Using intelligent software, everything that isn’t text is identified and removed prior to OCR. This ensures extremely high accuracy of text recognition.
#2: Machine Reading
Machine reading is a bit different than OCR. Traditional OCR “engines” process each pixel on a scanned page, and decide what character it represents.
This works OK, but accuracy is easily 50% or worse. It’s difficult for OCR to know if a zero should be the letter ‘O’ or if the number one is really the letter ‘l.’ There are seemingly endless examples of this.
Accurate pipeline data is a matter of human safety, so accuracy is vitally important.
The difference in machine reading is that it uses intelligence, outside data sources (called lexicons), and multiple OCR engines to consistently extract data with over 90% accuracy.
Machine reading engines break up text into logical groups. For construction documents and blueprints where text is grouped into boxes or tables of information, machine reading will identify these groups and process them individually. This is a major advancement that helps create machine understanding of what the group of data represents.
#3: Data Labeling
After accurate data is extracted from documents, it needs to be labeled. Simply turning a document of information into alphabet soup isn’t very helpful.
Intelligent software looks at both the field labels on the document and the actual information itself to make judgement calls on what the data represents. For example, you’ll need to know the difference between pipe diameter and wall thickness or maximum operating pressure and temperature. Because A.I. isn’t perfect, accuracy thresholds are created to flag questionable results for human review.

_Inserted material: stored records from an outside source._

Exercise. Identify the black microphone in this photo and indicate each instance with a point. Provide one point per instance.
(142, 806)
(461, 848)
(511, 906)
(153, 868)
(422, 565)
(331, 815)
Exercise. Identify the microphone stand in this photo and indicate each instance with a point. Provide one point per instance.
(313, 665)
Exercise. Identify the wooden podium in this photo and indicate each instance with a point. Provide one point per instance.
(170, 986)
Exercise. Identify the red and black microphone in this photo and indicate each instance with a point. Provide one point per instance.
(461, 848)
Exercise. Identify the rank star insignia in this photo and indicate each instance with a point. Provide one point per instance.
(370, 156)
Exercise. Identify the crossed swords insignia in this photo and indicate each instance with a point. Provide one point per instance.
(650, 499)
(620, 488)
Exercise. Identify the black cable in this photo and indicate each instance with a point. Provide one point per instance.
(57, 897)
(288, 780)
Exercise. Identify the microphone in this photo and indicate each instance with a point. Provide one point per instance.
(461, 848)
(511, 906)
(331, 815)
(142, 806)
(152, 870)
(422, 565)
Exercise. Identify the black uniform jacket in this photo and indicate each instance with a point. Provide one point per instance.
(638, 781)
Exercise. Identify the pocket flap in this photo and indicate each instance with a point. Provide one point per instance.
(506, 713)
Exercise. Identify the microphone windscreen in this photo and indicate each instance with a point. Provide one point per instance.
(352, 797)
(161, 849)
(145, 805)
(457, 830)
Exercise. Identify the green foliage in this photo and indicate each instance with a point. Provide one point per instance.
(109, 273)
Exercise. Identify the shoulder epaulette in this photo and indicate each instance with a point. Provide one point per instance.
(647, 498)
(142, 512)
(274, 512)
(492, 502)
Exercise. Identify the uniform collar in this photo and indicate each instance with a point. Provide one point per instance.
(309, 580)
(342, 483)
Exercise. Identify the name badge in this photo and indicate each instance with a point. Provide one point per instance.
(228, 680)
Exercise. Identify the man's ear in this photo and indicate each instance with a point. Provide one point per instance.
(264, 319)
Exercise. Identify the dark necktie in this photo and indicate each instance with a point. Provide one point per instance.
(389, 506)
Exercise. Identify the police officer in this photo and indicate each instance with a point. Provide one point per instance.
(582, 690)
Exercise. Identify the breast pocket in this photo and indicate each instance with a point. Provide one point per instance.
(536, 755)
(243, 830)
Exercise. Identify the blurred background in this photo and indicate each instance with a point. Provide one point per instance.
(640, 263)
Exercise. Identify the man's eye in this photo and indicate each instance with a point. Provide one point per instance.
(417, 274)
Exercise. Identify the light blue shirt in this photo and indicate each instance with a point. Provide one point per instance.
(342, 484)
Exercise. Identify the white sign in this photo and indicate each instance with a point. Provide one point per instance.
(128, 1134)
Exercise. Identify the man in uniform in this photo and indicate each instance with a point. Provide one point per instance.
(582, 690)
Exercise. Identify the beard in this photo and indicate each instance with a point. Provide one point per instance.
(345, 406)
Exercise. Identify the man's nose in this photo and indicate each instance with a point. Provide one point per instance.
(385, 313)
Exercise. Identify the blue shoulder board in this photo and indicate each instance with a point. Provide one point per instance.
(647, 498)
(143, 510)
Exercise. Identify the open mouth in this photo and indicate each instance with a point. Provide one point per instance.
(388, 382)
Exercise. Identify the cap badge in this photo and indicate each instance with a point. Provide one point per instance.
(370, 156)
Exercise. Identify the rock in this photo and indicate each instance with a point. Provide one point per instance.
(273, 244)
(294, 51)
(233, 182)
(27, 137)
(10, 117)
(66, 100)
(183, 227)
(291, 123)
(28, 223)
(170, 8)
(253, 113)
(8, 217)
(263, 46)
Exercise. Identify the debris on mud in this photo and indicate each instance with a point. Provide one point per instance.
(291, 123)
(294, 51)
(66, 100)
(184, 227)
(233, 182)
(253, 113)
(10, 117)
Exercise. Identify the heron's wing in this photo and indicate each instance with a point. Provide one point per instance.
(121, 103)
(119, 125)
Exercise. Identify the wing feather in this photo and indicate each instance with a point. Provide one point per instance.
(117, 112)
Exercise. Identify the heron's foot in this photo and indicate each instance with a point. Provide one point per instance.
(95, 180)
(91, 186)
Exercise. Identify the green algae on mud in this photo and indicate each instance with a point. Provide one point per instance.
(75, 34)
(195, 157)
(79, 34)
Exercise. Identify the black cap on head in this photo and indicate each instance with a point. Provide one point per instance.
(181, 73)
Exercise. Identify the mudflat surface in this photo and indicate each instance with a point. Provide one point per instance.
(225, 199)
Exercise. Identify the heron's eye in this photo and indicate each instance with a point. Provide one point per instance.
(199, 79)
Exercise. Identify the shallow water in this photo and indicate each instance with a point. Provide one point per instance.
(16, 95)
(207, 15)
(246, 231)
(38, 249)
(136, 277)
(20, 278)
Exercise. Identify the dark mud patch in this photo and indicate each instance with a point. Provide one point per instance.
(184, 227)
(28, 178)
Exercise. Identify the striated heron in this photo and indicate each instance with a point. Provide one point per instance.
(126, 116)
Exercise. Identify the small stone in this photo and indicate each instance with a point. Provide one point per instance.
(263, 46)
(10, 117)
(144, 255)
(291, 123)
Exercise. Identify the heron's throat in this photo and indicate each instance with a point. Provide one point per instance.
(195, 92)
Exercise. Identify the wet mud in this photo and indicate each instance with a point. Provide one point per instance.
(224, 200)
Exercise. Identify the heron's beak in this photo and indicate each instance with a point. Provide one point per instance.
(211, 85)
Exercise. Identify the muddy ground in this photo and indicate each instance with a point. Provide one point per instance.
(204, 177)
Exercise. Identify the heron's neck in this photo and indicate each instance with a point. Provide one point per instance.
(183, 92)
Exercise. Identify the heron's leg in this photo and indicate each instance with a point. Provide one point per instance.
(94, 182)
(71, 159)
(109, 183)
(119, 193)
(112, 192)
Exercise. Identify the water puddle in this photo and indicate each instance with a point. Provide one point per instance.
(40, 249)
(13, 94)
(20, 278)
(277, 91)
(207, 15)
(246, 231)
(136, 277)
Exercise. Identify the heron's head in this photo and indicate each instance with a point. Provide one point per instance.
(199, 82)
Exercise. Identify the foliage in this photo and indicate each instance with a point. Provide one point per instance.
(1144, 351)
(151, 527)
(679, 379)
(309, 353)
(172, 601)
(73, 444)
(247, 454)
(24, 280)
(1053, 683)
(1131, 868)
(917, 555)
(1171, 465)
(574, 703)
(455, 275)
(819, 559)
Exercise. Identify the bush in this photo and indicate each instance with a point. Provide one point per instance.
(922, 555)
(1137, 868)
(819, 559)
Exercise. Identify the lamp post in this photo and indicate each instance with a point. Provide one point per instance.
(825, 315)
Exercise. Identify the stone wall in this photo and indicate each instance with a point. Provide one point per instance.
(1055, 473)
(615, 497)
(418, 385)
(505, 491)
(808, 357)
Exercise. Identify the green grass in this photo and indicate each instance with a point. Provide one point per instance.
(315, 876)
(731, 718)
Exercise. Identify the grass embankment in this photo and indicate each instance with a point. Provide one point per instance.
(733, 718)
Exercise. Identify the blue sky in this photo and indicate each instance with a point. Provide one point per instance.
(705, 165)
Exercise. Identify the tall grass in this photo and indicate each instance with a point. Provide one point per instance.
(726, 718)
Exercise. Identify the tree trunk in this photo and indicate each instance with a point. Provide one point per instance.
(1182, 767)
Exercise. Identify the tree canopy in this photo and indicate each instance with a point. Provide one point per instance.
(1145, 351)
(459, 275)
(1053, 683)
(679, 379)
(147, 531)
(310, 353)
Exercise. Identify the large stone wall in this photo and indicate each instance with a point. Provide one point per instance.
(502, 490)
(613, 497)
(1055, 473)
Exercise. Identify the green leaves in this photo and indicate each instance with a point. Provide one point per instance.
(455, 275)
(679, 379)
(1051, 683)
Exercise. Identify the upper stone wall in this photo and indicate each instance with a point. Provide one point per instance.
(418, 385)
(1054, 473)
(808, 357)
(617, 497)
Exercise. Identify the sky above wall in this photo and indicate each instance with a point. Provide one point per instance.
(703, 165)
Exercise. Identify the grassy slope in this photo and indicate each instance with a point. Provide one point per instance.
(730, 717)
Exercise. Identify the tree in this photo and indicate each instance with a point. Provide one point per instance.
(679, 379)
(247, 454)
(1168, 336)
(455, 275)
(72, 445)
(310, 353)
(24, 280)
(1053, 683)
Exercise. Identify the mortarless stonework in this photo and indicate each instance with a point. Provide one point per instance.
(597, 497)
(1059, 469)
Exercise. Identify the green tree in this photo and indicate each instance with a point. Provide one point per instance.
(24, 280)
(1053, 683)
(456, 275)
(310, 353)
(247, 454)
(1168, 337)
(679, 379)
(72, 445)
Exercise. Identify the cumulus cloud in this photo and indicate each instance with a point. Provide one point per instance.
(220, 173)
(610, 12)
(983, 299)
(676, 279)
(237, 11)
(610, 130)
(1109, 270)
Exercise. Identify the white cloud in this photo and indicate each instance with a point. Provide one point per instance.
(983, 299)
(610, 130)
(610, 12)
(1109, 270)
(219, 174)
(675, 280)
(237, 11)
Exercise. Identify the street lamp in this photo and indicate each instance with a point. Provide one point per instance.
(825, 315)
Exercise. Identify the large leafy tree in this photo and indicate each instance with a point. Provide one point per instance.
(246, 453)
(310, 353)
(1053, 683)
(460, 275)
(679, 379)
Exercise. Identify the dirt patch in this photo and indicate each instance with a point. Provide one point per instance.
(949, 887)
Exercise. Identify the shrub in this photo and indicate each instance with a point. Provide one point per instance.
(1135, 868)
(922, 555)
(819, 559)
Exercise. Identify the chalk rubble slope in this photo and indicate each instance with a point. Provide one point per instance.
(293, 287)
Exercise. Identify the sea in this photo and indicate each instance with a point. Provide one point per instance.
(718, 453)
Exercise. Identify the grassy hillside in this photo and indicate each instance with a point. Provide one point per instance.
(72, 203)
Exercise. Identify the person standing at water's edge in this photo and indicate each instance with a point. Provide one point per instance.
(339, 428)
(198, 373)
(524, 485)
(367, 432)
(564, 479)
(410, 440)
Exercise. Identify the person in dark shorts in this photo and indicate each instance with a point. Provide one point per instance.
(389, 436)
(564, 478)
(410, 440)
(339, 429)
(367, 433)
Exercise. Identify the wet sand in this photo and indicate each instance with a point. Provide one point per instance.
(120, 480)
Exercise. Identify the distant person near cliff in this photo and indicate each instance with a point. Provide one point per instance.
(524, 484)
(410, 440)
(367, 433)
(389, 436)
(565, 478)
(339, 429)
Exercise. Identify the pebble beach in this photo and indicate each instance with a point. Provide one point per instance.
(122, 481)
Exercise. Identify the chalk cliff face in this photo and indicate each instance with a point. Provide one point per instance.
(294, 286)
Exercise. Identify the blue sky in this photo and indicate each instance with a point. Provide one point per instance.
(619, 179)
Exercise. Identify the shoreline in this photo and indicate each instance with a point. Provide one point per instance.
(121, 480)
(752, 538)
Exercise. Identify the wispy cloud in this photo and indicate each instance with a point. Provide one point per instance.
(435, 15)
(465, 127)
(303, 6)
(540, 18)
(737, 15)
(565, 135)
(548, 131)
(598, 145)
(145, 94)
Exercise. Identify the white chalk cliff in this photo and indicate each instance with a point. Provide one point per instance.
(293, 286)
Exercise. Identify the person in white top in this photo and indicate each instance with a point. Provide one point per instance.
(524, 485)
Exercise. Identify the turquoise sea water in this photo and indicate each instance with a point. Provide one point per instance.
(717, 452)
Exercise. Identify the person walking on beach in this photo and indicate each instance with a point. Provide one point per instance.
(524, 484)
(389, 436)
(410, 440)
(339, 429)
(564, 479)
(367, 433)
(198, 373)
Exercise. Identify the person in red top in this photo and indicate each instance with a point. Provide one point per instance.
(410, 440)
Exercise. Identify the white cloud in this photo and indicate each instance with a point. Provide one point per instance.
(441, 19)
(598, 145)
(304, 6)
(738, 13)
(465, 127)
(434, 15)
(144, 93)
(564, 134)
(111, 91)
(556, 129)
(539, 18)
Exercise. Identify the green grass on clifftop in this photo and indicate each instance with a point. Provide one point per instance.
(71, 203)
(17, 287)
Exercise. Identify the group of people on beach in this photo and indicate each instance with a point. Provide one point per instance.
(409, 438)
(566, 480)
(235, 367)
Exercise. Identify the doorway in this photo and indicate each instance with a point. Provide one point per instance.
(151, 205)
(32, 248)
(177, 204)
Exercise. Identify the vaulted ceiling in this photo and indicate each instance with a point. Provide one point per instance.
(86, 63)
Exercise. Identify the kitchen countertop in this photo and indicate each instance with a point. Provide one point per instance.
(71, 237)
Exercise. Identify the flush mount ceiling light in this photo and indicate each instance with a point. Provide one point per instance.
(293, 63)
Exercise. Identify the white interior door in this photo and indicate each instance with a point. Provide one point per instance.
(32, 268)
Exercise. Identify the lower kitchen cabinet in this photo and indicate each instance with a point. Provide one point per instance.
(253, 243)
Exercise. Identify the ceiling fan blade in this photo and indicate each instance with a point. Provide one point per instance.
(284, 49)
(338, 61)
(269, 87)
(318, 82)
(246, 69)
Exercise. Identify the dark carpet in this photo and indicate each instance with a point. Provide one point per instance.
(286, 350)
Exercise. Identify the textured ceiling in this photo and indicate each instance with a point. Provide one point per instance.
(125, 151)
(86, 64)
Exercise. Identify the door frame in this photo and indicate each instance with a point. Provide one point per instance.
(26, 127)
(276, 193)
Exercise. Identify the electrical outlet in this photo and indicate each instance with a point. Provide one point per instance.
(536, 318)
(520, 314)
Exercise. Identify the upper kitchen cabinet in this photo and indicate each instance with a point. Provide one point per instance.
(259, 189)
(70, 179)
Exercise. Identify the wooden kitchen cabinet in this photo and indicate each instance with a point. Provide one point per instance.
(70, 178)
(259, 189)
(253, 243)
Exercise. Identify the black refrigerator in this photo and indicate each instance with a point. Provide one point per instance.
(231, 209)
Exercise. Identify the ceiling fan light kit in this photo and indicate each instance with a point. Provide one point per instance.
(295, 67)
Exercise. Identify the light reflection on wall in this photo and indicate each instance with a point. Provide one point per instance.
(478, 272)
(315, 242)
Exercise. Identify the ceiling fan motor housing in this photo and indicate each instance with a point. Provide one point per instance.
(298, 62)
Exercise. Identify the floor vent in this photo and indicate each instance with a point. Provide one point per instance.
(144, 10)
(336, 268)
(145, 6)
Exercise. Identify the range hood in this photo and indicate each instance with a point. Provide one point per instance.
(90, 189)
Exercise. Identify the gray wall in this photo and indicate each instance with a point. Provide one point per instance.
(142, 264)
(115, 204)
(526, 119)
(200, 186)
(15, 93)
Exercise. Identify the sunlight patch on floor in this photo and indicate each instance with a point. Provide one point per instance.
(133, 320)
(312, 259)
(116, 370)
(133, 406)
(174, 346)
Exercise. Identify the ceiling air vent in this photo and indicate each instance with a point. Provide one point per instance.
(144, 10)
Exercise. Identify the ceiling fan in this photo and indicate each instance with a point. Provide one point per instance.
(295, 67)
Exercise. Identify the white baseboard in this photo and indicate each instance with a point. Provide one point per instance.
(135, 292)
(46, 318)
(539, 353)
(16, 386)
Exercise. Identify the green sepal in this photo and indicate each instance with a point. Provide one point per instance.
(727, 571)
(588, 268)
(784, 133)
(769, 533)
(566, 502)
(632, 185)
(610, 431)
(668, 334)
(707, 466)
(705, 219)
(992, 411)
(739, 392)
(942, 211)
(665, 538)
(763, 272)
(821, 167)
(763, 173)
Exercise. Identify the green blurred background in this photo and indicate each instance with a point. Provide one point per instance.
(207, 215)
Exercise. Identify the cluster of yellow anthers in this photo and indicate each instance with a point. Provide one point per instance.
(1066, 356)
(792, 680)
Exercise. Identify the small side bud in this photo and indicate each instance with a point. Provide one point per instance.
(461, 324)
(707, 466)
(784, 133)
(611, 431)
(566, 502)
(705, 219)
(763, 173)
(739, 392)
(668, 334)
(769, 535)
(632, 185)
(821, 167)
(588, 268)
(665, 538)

In some cases, field labels on a document are either not available, or not very useful. In these cases, A.I. offers unique approaches like machine learning to label data based on surrounding data, or lexicons of information to compare data against.
#4: Transparency
Operators who trust A.I. need visibility into how results are obtained. Because intelligent software isn’t perfect, it should offer a visual representation that explain results. This ensures the system can be adjusted for greater accuracy.
Software that processes data without A.I. (or without transparency) is not robust enough to handle the diverse needs of the digital oil field.
Transparency also includes providing a digital copy of the document that shows what pipeline data was extracted. This helps in cases where human review is necessary to verify a result.
#5: Data Integration
Not every operator works from the same information systems or has the same analytics tools. Data integration is more than pushing data to a csv file. Look for a tool that provides not just a data output file, but the ability to integrate according to existing master data models.
This kind of tight integration attaches greater meaning to data. Intelligent software that integrates data into virtually any pipeline data management application, or reporting application (even if it’s an Excel spreadsheet) will help you maximize the use of data.
Pipeline regulations don’t have to cut into productivity or profitability. And since time isn’t on your side, choose an intelligent software platform to automate pipeline records processing.